Is your feature request related to a problem? Please describe.
Currently, the onError callback in Knowledge.create() only supports two actions: 'skip' or 'abort'. This is insufficient for handling transient failures like:
- Network timeouts when calling embedding APIs
- Rate limiting from OpenAI/Ollama
- Temporary database connection issues
- Intermittent file system errors
When these transient errors occur, users must either skip the chunk entirely (losing data) or abort the entire sync (failing the operation). There's no way to automatically retry with backoff, which is the standard pattern for handling transient failures.
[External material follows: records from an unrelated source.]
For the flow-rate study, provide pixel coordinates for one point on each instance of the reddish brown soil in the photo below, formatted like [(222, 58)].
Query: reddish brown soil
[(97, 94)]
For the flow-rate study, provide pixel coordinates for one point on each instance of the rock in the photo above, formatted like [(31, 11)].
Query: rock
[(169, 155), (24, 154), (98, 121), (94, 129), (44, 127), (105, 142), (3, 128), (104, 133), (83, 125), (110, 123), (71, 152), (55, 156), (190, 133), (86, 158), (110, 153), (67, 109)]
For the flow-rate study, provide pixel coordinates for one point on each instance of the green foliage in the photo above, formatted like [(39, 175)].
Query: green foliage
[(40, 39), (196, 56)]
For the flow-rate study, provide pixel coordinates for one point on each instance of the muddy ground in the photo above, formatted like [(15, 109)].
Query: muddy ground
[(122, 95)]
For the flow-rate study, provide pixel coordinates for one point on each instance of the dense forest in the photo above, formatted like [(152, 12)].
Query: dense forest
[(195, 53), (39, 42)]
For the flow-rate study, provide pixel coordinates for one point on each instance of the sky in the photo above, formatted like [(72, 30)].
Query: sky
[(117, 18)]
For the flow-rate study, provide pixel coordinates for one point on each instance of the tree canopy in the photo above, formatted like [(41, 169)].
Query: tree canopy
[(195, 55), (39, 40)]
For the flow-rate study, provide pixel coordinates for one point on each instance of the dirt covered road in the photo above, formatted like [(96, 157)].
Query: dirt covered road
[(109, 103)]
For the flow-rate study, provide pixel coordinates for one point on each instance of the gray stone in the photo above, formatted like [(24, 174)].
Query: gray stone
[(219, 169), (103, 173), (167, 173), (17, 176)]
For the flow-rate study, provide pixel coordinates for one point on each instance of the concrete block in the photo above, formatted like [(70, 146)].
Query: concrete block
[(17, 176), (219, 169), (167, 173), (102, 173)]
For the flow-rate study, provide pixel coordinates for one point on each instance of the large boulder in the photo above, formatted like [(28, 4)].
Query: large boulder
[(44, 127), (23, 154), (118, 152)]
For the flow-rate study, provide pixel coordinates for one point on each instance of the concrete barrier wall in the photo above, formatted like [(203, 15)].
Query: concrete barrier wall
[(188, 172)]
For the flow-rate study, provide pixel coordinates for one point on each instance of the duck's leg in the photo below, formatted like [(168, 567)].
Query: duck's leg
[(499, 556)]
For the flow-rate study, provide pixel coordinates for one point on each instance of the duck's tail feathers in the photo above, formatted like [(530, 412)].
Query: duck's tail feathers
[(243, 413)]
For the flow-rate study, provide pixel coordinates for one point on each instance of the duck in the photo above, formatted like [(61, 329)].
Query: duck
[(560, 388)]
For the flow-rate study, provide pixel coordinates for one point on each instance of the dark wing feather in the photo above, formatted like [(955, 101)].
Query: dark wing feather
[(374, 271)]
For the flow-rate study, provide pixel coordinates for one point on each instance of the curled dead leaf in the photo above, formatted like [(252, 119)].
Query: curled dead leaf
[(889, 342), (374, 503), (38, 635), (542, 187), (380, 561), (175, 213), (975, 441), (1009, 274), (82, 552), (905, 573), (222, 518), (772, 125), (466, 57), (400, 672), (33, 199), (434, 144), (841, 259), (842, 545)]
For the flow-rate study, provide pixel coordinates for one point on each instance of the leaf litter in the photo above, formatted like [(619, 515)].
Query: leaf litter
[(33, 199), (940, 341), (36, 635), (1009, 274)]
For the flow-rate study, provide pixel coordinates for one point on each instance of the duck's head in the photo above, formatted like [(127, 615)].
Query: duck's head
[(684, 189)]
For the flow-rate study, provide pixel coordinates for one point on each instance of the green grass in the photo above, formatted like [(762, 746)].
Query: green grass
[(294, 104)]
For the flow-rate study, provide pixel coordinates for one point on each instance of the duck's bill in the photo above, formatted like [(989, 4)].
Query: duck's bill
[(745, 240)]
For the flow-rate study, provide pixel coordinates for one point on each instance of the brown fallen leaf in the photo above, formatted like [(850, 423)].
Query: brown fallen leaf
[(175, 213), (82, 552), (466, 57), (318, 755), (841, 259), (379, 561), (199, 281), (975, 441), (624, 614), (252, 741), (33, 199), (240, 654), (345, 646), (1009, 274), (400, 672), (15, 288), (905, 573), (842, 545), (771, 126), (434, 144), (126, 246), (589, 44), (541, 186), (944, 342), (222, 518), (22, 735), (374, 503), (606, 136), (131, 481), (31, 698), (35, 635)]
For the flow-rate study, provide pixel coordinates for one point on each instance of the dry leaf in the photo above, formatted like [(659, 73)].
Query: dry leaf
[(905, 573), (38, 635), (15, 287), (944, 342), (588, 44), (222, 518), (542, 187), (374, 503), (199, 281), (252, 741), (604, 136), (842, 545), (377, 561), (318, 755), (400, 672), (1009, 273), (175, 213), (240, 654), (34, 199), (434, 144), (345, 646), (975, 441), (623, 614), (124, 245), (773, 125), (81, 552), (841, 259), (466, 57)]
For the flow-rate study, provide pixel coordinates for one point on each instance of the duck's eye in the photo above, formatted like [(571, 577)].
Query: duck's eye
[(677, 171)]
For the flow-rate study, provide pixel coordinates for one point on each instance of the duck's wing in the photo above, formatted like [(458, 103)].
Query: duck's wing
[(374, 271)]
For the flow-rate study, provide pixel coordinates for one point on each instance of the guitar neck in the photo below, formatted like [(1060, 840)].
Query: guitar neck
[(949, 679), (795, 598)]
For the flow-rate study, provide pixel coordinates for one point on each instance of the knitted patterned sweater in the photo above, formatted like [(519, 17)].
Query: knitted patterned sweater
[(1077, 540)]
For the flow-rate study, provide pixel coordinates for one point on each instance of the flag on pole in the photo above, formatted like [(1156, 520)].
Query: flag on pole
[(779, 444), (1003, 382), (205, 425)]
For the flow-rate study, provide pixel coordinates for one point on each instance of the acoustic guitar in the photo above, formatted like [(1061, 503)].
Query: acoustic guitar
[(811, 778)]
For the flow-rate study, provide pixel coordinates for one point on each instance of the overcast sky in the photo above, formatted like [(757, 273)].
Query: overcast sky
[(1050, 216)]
Describe the solution you'd like
Extend the ErrorHandler type to support a third return value: a retry configuration object with exponential backoff support.
Implementation Details
1. Update Error Handler Type
File: packages/toolpack-knowledge/src/knowledge.ts
Extend the ErrorHandler type to accept a RetryConfig object as a return value. The config should include:
maxAttempts - Maximum number of retry attempts
delay - Initial delay in milliseconds
backoff - Strategy: 'linear' or 'exponential'
maxDelay - Optional cap for exponential backoff (default: 30000ms)
retryableErrors - Optional array of error codes/messages to retry (default: retry all)
Add attempt number to the error context so handlers can track retry progress.
2. Implement Retry Logic
File: packages/toolpack-knowledge/src/knowledge.ts
Create a retryWithBackoff<T>() utility function that:
- Accepts a function to retry, retry config, and error context
- Attempts the function up to
maxAttempts times
- Checks if errors match
retryableErrors filter (if specified)
- Calculates delay based on backoff strategy:
- Linear:
delay * attempt
- Exponential:
delay * 2^(attempt-1) capped at maxDelay
- Calls error handler on each attempt for logging/monitoring
- Respects 'abort' action from error handler
- Throws the last error if all attempts fail
3. Update embedChunks to Use Retry Logic
File: packages/toolpack-knowledge/src/knowledge.ts
Modify the embedChunks() method to:
- Wrap
embedder.embed() and embedder.embedBatch() calls with retry logic
- Check error handler return value for retry configuration
- Apply retry logic when
{ retry: RetryConfig } is returned
- Maintain backward compatibility with 'skip' and 'abort' actions
Create helper methods:
embedWithRetry() - Wraps single embedding with retry logic
embedBatchWithRetry() - Wraps batch embedding with retry logic
4. Update Embedder Error Handling
Files:
packages/toolpack-knowledge/src/embedders/openai.ts
packages/toolpack-knowledge/src/embedders/ollama.ts
Enhance error classification to include status codes:
- Rate limit errors (429) - Should be retried with backoff
- Server errors (5xx) - Should be retried
- Network errors (ECONNREFUSED, ETIMEDOUT) - Should be retried
- Client errors (4xx except 429) - Should not be retried
Update EmbeddingError to include statusCode property for better error handling decisions.
5. Usage Examples
Example 1: Retry on rate limits
Configure retry with exponential backoff for rate limit errors, starting with 1 second delay and capping at 30 seconds.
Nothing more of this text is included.